Breakfast ideasRecipes
Hash-Brown Egg Cups
A fun change from fried eggs, this hearty breakfast dish is ready to bake in 15 minutes.
- 3/4 up shredded Cheddar cheese (3 oz)
- 2 cups refrigerated shredded hash-brown potatoes (from 20-oz bag)
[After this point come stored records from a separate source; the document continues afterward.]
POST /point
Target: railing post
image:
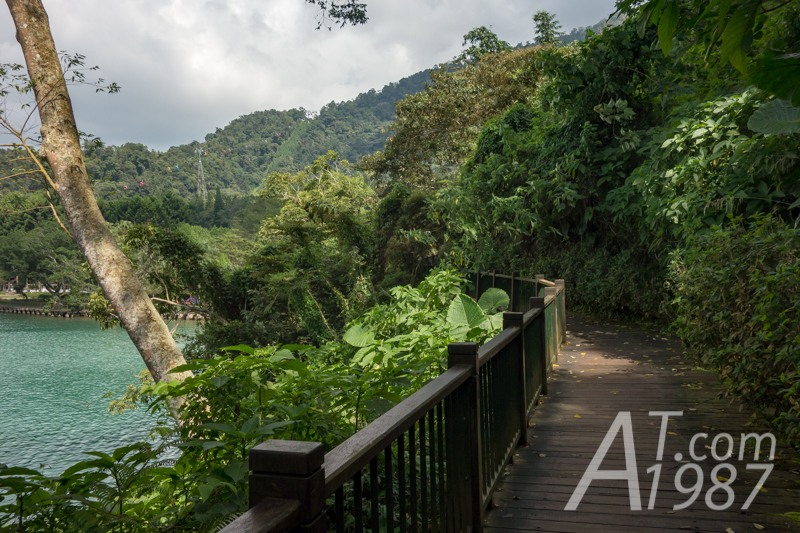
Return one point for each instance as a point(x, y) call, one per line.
point(553, 291)
point(466, 353)
point(514, 320)
point(537, 302)
point(291, 470)
point(562, 298)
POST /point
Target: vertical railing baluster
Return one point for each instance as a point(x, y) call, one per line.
point(358, 503)
point(412, 447)
point(423, 475)
point(389, 484)
point(401, 481)
point(441, 468)
point(339, 509)
point(513, 296)
point(470, 434)
point(374, 491)
point(432, 461)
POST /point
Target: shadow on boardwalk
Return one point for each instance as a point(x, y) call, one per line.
point(606, 368)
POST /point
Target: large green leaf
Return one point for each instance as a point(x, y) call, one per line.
point(464, 311)
point(775, 117)
point(359, 336)
point(492, 299)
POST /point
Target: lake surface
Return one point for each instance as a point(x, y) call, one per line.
point(53, 375)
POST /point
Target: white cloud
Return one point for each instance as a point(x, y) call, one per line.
point(186, 67)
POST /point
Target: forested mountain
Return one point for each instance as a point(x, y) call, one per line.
point(239, 156)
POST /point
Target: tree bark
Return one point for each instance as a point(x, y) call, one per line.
point(62, 150)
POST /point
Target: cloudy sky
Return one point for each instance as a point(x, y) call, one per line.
point(187, 67)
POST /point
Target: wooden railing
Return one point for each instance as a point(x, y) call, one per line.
point(432, 462)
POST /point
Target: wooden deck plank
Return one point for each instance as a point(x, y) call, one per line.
point(608, 368)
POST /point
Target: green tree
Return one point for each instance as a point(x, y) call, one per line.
point(482, 41)
point(737, 30)
point(218, 205)
point(436, 129)
point(546, 27)
point(61, 149)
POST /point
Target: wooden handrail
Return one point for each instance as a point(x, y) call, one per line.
point(463, 413)
point(270, 515)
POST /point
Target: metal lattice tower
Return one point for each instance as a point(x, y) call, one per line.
point(201, 178)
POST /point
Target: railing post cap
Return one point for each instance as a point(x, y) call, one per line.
point(291, 457)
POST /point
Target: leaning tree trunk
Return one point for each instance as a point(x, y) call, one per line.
point(62, 150)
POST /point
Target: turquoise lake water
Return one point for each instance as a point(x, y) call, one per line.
point(53, 374)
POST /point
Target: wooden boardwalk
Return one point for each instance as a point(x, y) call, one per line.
point(606, 368)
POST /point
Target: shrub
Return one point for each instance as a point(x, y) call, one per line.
point(738, 309)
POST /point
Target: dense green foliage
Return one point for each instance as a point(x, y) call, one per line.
point(625, 159)
point(236, 401)
point(738, 307)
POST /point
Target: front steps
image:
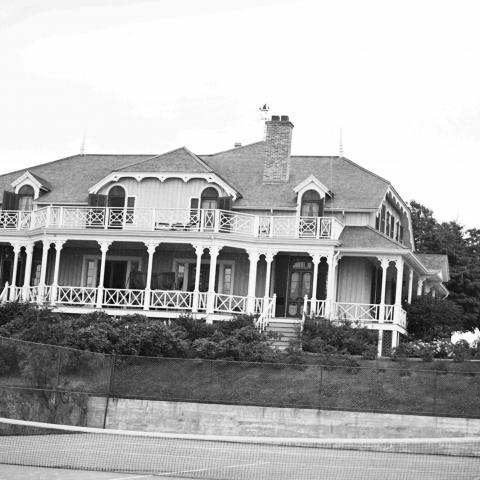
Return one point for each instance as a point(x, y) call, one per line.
point(285, 330)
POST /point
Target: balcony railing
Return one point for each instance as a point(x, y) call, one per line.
point(175, 220)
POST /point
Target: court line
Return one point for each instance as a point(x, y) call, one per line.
point(212, 469)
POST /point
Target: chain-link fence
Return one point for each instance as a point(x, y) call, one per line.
point(446, 388)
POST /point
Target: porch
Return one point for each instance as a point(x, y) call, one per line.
point(171, 220)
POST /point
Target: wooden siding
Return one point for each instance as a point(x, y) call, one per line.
point(172, 193)
point(354, 280)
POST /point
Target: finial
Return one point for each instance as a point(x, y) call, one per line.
point(340, 145)
point(264, 109)
point(84, 142)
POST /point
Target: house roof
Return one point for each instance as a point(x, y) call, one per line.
point(353, 187)
point(436, 262)
point(71, 177)
point(366, 237)
point(179, 160)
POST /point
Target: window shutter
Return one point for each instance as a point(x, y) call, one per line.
point(10, 201)
point(225, 203)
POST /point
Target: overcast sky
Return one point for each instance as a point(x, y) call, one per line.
point(402, 79)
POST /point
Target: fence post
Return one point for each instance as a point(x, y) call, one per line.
point(320, 388)
point(435, 387)
point(111, 385)
point(59, 362)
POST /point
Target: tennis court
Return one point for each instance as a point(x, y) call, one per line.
point(86, 454)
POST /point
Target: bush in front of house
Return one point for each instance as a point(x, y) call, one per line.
point(431, 319)
point(323, 336)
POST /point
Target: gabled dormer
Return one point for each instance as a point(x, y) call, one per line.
point(311, 195)
point(27, 188)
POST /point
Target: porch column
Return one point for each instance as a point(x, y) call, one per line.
point(16, 251)
point(332, 262)
point(410, 285)
point(58, 250)
point(253, 256)
point(399, 289)
point(214, 251)
point(420, 283)
point(269, 259)
point(196, 291)
point(151, 247)
point(395, 339)
point(28, 270)
point(316, 257)
point(43, 270)
point(104, 244)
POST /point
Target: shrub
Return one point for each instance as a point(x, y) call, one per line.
point(432, 318)
point(322, 336)
point(461, 351)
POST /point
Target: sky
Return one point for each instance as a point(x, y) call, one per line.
point(400, 79)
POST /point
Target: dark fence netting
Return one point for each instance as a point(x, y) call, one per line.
point(408, 387)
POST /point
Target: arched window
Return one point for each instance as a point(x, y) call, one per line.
point(209, 198)
point(26, 195)
point(312, 204)
point(116, 197)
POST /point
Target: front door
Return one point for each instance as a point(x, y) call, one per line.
point(115, 274)
point(299, 285)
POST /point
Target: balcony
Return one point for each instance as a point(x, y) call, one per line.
point(171, 220)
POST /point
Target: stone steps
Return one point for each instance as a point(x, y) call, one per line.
point(286, 329)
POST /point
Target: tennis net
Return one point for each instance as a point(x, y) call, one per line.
point(171, 455)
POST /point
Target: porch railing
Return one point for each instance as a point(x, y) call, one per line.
point(356, 312)
point(164, 219)
point(171, 300)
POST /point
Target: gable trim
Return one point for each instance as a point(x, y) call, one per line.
point(139, 176)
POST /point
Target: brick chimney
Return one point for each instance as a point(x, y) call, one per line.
point(276, 167)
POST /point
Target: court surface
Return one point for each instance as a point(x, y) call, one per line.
point(207, 460)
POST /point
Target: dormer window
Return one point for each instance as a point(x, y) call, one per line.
point(209, 198)
point(312, 204)
point(26, 195)
point(116, 197)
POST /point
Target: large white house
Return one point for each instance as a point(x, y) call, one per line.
point(248, 230)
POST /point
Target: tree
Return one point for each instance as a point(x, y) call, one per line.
point(463, 251)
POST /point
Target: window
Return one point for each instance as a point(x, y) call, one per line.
point(227, 279)
point(91, 275)
point(392, 226)
point(25, 197)
point(382, 219)
point(209, 198)
point(312, 204)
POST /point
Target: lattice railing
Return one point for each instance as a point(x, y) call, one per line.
point(231, 222)
point(171, 299)
point(14, 219)
point(202, 301)
point(355, 312)
point(119, 297)
point(198, 220)
point(76, 295)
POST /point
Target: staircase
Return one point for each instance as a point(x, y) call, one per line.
point(285, 329)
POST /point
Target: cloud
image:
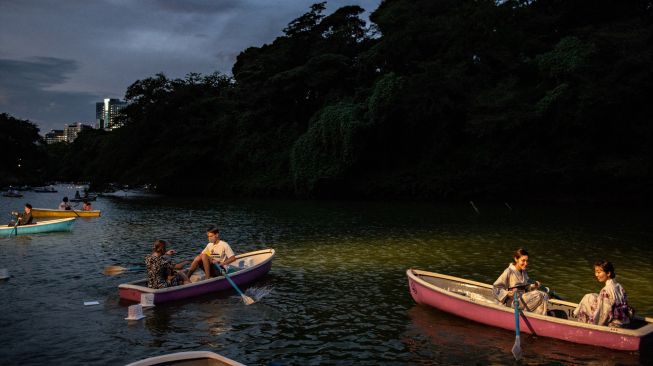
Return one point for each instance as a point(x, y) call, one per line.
point(60, 57)
point(24, 92)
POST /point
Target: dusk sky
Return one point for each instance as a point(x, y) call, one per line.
point(58, 58)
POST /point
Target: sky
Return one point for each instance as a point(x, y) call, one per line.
point(59, 57)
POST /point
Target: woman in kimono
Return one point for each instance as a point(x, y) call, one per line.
point(608, 307)
point(504, 289)
point(161, 271)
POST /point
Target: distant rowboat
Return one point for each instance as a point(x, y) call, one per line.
point(51, 212)
point(191, 358)
point(474, 300)
point(46, 189)
point(250, 267)
point(40, 227)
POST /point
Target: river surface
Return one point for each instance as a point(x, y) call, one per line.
point(337, 293)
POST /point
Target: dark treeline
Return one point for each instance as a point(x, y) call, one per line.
point(438, 99)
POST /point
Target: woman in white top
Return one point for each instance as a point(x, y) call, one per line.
point(215, 252)
point(608, 307)
point(515, 275)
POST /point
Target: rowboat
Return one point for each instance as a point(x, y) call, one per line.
point(46, 189)
point(249, 267)
point(40, 227)
point(191, 358)
point(90, 197)
point(474, 300)
point(53, 212)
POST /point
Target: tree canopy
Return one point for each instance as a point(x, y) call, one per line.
point(436, 99)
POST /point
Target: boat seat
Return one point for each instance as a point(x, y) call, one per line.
point(557, 313)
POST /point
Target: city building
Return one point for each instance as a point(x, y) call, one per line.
point(107, 112)
point(55, 136)
point(71, 131)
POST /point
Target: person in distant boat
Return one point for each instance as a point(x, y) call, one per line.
point(24, 218)
point(504, 288)
point(215, 252)
point(64, 205)
point(87, 206)
point(608, 307)
point(161, 271)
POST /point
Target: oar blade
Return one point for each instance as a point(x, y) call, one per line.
point(516, 349)
point(114, 270)
point(247, 300)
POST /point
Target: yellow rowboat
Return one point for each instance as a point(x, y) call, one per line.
point(49, 212)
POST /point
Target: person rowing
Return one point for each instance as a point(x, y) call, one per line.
point(515, 278)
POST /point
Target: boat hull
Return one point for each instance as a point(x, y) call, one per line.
point(40, 227)
point(191, 358)
point(48, 212)
point(457, 299)
point(251, 266)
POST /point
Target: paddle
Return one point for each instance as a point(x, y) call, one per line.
point(550, 292)
point(516, 348)
point(16, 224)
point(116, 270)
point(246, 299)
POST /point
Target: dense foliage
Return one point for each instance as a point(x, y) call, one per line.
point(439, 99)
point(22, 150)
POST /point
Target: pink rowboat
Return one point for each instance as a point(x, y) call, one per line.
point(249, 267)
point(474, 300)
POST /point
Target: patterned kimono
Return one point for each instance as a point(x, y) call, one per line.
point(160, 272)
point(608, 307)
point(532, 300)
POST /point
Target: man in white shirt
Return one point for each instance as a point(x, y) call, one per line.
point(216, 251)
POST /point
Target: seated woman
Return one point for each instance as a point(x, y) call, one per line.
point(608, 307)
point(515, 275)
point(161, 271)
point(87, 206)
point(24, 218)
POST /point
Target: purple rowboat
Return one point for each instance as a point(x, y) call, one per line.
point(249, 267)
point(474, 300)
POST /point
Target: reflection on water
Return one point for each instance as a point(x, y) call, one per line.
point(337, 290)
point(459, 341)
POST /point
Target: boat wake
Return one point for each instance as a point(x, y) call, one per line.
point(257, 293)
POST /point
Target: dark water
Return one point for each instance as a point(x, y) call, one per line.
point(337, 289)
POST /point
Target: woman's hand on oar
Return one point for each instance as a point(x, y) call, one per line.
point(116, 270)
point(516, 348)
point(246, 299)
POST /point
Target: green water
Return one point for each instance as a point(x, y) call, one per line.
point(337, 293)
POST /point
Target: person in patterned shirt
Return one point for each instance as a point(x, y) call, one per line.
point(608, 307)
point(161, 271)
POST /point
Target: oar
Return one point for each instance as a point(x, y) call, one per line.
point(15, 226)
point(551, 292)
point(246, 299)
point(73, 210)
point(115, 270)
point(516, 348)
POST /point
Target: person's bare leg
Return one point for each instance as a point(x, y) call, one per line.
point(193, 266)
point(206, 261)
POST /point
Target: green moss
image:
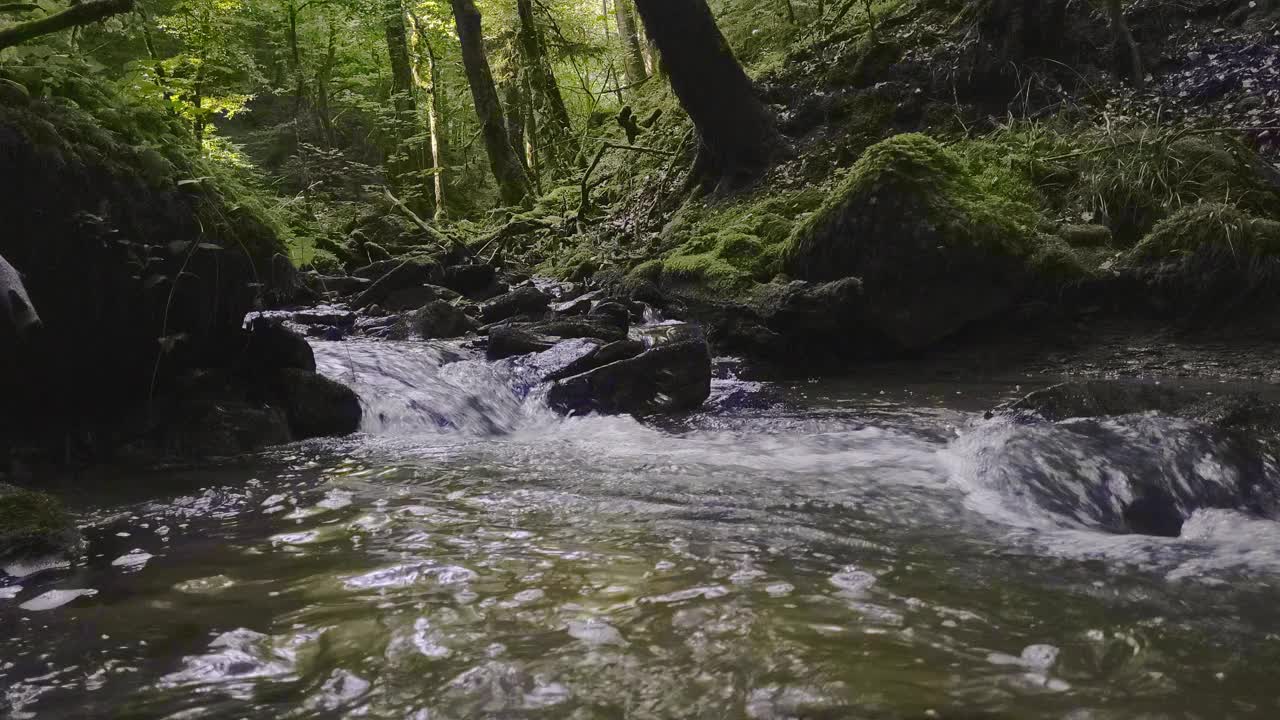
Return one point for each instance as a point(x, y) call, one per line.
point(33, 523)
point(912, 185)
point(707, 270)
point(1056, 261)
point(648, 270)
point(1087, 236)
point(1210, 233)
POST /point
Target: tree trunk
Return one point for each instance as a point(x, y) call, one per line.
point(544, 91)
point(405, 101)
point(513, 105)
point(197, 100)
point(161, 77)
point(433, 117)
point(1124, 41)
point(402, 71)
point(323, 112)
point(737, 135)
point(73, 17)
point(507, 169)
point(632, 54)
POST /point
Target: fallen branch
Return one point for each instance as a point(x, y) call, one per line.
point(437, 236)
point(585, 205)
point(76, 16)
point(1164, 139)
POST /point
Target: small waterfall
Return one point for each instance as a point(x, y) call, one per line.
point(1136, 473)
point(416, 387)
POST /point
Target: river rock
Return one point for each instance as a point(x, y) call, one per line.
point(314, 405)
point(476, 282)
point(517, 338)
point(374, 270)
point(595, 358)
point(667, 378)
point(520, 301)
point(580, 305)
point(1095, 399)
point(339, 285)
point(269, 346)
point(612, 313)
point(223, 427)
point(33, 524)
point(414, 272)
point(325, 315)
point(435, 320)
point(417, 296)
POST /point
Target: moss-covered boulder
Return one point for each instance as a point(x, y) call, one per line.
point(33, 524)
point(140, 254)
point(935, 247)
point(1210, 254)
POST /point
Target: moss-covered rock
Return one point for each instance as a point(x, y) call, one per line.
point(1210, 253)
point(936, 247)
point(32, 524)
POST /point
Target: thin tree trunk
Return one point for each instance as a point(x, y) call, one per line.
point(161, 77)
point(197, 100)
point(407, 123)
point(1124, 39)
point(323, 77)
point(544, 90)
point(402, 71)
point(515, 105)
point(632, 54)
point(296, 59)
point(737, 133)
point(507, 169)
point(433, 117)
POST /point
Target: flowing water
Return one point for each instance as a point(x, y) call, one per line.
point(868, 548)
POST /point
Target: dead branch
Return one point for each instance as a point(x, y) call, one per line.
point(76, 16)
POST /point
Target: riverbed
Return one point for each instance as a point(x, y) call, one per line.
point(799, 548)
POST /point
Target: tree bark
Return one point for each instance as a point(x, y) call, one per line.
point(405, 100)
point(737, 135)
point(323, 77)
point(433, 114)
point(544, 90)
point(1124, 40)
point(161, 77)
point(73, 17)
point(507, 169)
point(632, 54)
point(402, 71)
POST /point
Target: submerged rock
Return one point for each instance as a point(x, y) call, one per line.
point(1221, 452)
point(1095, 399)
point(435, 320)
point(476, 282)
point(315, 405)
point(410, 273)
point(270, 346)
point(668, 378)
point(32, 524)
point(417, 296)
point(935, 251)
point(520, 301)
point(517, 338)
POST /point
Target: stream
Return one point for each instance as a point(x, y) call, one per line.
point(864, 547)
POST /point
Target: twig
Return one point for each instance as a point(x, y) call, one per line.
point(1173, 137)
point(437, 236)
point(595, 162)
point(74, 16)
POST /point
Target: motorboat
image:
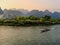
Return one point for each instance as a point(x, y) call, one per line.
point(45, 30)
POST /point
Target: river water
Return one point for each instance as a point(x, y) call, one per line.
point(29, 35)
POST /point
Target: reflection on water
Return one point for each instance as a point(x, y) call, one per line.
point(29, 35)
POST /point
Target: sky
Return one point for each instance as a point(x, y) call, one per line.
point(52, 5)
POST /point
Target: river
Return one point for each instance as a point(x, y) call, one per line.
point(29, 35)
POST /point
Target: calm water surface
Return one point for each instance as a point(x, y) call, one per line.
point(29, 35)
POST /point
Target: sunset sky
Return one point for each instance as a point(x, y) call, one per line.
point(52, 5)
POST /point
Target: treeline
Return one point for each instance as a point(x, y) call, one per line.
point(29, 21)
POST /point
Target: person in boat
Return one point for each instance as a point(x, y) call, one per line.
point(45, 30)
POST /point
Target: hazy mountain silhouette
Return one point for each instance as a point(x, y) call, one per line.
point(22, 12)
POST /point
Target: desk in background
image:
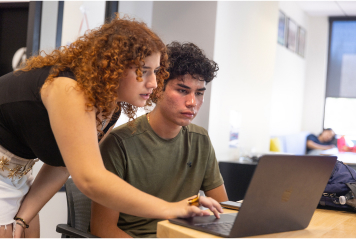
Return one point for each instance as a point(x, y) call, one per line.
point(324, 223)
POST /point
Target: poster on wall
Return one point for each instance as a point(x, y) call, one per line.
point(235, 124)
point(282, 28)
point(301, 41)
point(292, 35)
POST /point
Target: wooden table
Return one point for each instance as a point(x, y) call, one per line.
point(324, 223)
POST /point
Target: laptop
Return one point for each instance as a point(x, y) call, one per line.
point(282, 196)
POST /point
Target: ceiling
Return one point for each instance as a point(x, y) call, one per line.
point(328, 8)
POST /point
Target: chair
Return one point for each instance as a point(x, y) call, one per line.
point(237, 177)
point(79, 209)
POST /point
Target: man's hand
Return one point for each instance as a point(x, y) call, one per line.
point(182, 209)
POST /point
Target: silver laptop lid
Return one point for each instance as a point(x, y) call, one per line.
point(283, 194)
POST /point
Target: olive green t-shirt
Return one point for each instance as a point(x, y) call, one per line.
point(172, 169)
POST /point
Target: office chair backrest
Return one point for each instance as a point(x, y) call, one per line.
point(237, 177)
point(79, 207)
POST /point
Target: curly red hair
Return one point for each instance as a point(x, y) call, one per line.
point(99, 59)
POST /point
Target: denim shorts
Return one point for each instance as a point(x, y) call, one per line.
point(15, 181)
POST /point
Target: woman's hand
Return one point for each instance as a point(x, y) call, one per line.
point(183, 209)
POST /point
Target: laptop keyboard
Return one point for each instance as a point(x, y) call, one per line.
point(217, 227)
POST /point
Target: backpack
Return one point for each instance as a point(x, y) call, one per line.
point(340, 191)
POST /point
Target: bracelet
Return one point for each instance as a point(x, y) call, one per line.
point(194, 201)
point(25, 225)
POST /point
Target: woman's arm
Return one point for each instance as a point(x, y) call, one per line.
point(75, 131)
point(103, 222)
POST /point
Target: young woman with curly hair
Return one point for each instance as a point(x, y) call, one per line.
point(60, 105)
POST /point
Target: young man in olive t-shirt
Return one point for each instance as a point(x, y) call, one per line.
point(164, 154)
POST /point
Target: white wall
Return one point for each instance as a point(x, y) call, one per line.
point(316, 70)
point(49, 25)
point(289, 80)
point(245, 48)
point(188, 21)
point(140, 10)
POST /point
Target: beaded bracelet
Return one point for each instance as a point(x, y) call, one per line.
point(23, 221)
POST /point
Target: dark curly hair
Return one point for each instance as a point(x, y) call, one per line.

- 1/4 cup chopped green onions (4 medium)
- 1/2 teaspoon seasoned salt
- 1/8 teaspoon pepper
- 2 eggs
- 1/8 teaspoon Italian seasoning
- Heat oven to 400ºF. Spray 2 (2-cup) ovenproof bowls or ramekins with cooking spray. Reserve 2 tablespoons of the cheese for topping. In medium bowl, mix remaining cheese, the potatoes, onions, 1/4 teaspoon of the seasoned salt and the pepper. Press mixture in bottom and up side of each bowl, leaving indentation in center.
- Bake 25 to 30 minutes or until golden brown and crisp. Remove from oven. Break egg into center of each cup. Sprinkle with remaining 1/4 teaspoon seasoned salt, the Italian seasoning and reserved 2 tablespoons cheese.
- Return to oven; bake 8 to 12 minutes longer or until eggs are set and of desired doneness.
Tip
For a soft center, remove egg cups at the minimum cooking time; leave them in longer for a firm or “hard” cooked egg.